Créateur de grandes installations (comme au Château de Carros), il poursuit depuis des années un travail original avec le blanc d’Espagne, cette craie blanche et calcaire (CaCO3) au grain particulièrement fin qu’il gratte à l’aide de divers outils ou d’éponges pour obtenir des effets insolites ou faire apparaître des reliefs géologiques ou marins.
Les deux artistes, pour exprimer ce « Trop c’est trop » reviennent sur la technique la plus ancestrale du potier : le colombin.
Importée d’Amérique du Sud après la découverte de Christophe Colomb (d’où le nom), cette technique s’est mondialisée. Elle avait été utilisée déjà depuis plus de vingt mille ans en Europe, puis négligée au profit du tour de potier (apparu 3500 ans avant notre ère) qui va permettre de réaliser plus rapidement toutes sortes de contenants (cruches, jarres, amphores, etc.)
Au contact de la très raffinée céramique Inca, les céramistes se réintéressent à cette ancienne technique, l’enrichissant de nouveaux apports (émaux, couleurs, fours plus puissants, etc.)
Le colombin utilisé par les deux artistes, n’est pas roulé à la main, il coule en continu d’un pressoir (le filet est filmé en gros plan et projeté sur un mur).
Le geste de l’artiste, dans ce cas, n’est pas celui de modeler, mais de recevoir le serpentin dans un bol, en le tournant pour lui donner une forme (la main devient le tour).

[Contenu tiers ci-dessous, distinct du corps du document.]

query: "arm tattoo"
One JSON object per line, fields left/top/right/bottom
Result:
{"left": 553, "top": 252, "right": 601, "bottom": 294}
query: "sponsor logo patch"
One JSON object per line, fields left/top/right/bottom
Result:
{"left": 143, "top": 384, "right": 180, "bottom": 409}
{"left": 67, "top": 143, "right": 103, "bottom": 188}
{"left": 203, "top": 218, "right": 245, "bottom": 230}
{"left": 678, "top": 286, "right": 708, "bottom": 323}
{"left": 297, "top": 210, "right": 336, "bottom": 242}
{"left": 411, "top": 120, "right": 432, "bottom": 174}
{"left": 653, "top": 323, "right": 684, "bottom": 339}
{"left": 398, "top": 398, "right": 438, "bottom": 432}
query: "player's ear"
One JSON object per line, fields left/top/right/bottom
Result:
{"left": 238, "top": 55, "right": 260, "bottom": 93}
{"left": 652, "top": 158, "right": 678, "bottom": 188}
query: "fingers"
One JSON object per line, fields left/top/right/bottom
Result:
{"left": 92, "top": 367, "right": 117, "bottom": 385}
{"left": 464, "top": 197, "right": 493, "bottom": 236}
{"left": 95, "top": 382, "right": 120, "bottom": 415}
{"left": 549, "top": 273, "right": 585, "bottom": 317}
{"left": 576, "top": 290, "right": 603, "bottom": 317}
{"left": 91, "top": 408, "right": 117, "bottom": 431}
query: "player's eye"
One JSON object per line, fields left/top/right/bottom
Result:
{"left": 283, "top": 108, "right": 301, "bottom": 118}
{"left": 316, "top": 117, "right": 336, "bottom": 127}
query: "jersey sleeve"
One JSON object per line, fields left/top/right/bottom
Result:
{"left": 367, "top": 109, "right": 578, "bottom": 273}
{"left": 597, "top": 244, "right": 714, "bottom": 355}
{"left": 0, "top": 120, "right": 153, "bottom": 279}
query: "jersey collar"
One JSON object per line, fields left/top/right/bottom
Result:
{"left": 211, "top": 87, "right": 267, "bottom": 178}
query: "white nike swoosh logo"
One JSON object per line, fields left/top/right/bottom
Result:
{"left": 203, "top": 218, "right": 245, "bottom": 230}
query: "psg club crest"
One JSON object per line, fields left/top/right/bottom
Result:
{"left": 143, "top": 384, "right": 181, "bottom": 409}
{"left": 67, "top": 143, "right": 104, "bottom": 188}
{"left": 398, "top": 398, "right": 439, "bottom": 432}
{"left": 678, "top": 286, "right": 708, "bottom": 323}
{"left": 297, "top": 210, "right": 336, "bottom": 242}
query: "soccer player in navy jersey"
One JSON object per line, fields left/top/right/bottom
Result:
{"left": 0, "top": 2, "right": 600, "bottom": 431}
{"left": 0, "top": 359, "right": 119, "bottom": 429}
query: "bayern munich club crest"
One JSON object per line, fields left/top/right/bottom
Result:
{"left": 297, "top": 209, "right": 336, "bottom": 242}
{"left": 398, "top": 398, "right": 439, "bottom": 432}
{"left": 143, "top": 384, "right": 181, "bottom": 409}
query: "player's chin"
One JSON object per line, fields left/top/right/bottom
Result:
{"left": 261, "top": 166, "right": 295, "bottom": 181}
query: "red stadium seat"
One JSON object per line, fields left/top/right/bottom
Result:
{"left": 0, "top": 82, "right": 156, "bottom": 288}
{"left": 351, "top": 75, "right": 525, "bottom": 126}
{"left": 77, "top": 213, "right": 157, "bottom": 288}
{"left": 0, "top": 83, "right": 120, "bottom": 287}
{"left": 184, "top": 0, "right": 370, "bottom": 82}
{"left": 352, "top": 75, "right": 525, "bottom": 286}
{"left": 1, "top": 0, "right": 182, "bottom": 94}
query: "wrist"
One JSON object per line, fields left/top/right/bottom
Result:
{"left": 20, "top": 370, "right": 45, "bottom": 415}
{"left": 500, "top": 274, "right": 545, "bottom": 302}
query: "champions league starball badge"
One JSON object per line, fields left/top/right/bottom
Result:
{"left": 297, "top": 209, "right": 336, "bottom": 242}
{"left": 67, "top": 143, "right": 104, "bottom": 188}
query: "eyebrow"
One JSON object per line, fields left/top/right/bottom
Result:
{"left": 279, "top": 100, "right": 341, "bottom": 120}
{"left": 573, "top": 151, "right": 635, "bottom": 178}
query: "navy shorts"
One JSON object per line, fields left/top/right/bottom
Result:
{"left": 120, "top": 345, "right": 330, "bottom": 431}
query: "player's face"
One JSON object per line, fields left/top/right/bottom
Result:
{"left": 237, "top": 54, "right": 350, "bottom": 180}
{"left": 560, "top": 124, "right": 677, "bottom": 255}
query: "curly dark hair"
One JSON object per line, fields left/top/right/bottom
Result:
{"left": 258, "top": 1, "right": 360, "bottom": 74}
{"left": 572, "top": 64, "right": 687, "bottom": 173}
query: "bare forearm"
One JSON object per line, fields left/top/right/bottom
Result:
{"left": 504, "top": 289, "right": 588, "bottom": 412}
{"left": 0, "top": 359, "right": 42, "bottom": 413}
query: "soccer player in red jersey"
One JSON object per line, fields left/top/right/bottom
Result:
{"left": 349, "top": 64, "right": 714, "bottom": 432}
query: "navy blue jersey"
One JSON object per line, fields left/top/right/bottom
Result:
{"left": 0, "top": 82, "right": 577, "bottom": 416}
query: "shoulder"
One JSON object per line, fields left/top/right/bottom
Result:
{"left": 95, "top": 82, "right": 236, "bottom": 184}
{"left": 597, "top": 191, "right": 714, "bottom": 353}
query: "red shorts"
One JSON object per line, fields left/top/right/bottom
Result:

La terre foncée chamottée prend alors l’apparence d’un épais fil de fer plus ou moins enroulé.
Quand le bol est plein et déborde (quand il y a littéralement plus que ras le bol), le geste de l’artiste est d’arrêter à un moment déterminé l’écoulement de matière.
Dans ce travail de Eric Andreatta et de Marc Piano, le temps et le mouvement sont mis en œuvre sans que la main agisse directement sur la matière.
Le temps de séchage et la cuisson doivent ensuite être maîtrisés car le serpentin peut casser et perdre sa continuité et son apparence de fil qu’on dévide.
Une dizaine de scultures sont exposées, chacune ayant sa personnalité, son esthétique singulière. On peut y lire des amas de fils, de câbles, de nœuds, de serpents, un bol renversé exprimant la limite extrême du trop.
À découvrir à l’atelier de Marc Piano, 37 avenue de Cannes à Vallauris
jusqu’à la fin janvier.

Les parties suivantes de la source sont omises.